Тут же объявился и комиссар, да не один, а вместе с командиром штрафной эскадрильи майором Деркачом и особистом. Комиссар Крюков весь негодовал, кипел праведным гневом и брызгал слюной.
— Вы только посмотрите, товарищ майор! Что они тут понарисовали, понимаешь, на боевых самолетах! Позор какой-то для летчика!
Майор Деркач подошел к разрисованному Як-1, посмотрел на «картину», хмыкнул.
— А мне нравится! — неожиданно для всех сказал он. — Красивая тигра!
— Это не тигр, а леопард…
— Вот и я говорю, красивый леопард!
Комиссар, наставивший перст указующий на Волина и техника самолета, Федора Ивановича, онемел от растерянности и застыл, словно столб.
— Это, как это… А как же?..
— Ну а что? Рисунок правильный, нужно этим стервятникам хребты ломать! А что до кошки пятнистой, так Александра у нас иначе как Леопард не кличут, и позывной у него такой. Рисунок идеологически верный, опять же девиз: «За Родину!» Красная молния — символ несокрушимого удара!
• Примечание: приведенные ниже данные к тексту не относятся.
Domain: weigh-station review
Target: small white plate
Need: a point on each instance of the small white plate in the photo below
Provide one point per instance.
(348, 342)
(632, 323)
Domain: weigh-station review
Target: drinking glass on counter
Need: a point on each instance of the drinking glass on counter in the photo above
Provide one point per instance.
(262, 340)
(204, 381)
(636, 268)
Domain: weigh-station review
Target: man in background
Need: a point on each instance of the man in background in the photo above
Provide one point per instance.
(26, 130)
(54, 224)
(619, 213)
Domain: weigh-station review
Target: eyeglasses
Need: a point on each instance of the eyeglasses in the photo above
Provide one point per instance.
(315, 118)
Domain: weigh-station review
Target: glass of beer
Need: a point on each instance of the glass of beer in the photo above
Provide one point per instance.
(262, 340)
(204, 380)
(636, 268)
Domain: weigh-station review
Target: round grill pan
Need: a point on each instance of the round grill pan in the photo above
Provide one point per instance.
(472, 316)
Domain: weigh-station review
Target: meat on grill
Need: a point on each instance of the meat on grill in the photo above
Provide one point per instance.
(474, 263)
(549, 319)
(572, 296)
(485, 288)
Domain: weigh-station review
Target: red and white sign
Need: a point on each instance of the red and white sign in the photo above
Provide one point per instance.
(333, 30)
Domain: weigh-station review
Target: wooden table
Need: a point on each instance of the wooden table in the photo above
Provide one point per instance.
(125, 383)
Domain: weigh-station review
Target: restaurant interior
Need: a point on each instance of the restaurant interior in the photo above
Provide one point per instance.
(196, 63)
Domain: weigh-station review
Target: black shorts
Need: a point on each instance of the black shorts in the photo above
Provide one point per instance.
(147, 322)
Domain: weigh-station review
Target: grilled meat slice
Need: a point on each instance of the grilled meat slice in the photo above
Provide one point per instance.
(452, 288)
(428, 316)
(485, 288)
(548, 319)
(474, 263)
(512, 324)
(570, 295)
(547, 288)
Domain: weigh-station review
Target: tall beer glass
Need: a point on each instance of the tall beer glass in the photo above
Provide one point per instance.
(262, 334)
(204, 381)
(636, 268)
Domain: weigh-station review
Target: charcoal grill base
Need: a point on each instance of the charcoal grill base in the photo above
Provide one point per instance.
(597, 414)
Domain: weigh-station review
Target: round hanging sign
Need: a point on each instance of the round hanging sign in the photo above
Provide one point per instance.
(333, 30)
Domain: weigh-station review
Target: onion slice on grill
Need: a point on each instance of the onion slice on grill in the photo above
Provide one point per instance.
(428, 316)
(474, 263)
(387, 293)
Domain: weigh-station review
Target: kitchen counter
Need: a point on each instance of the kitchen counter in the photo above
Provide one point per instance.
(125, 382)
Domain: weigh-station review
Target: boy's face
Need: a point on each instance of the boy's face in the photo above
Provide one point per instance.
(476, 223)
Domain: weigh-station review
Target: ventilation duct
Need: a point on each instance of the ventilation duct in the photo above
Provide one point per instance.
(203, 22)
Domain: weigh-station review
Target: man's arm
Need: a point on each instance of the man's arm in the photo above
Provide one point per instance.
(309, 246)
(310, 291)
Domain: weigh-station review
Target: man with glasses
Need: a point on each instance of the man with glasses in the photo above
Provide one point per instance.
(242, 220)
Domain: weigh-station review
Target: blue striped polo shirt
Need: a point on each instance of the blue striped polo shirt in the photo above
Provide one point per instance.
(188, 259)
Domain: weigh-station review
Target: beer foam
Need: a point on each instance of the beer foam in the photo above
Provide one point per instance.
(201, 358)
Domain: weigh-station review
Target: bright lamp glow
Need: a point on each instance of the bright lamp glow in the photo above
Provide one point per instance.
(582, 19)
— А вы как считаете, товарищ капитан? — обратился майор к представителю Особого отдела.
Тот пожал плечами, тая ироничную улыбку в уголках губ.
— Да нормально вроде бы… Ничего предосудительного в этом рисунке нет. Так сказать, боевой патриотический порыв. Но все же распространять это веяние, я думаю, не стоит. Мы-то с вами понимаем, что к чему. А вот отдельные личности могут этого и не понять, — по тону особиста было понятно, что под такими «личностями» он подразумевает именно комиссара эскадрильи. Откровенно некомпетентного и в вопросах воспитательного подхода к проштрафившимся летчикам, и тем более — в летном деле.
И комиссар это понял: вздрогнул, как от удара хлыстом, и побагровел еще больше.
Особист и комэск отошли в сторону. Остановились, закурили… Майор Деркач спросил прямо, взглядом указывая на зарвавшегося комиссара:
— Товарищ капитан, а отчего такая политическая лояльность?
— Да слишком много о себе наш комиссар возомнил, и решил я его таким вот образом приструнить. Он же у вас не летает, все больше по земле… А должность-то летная.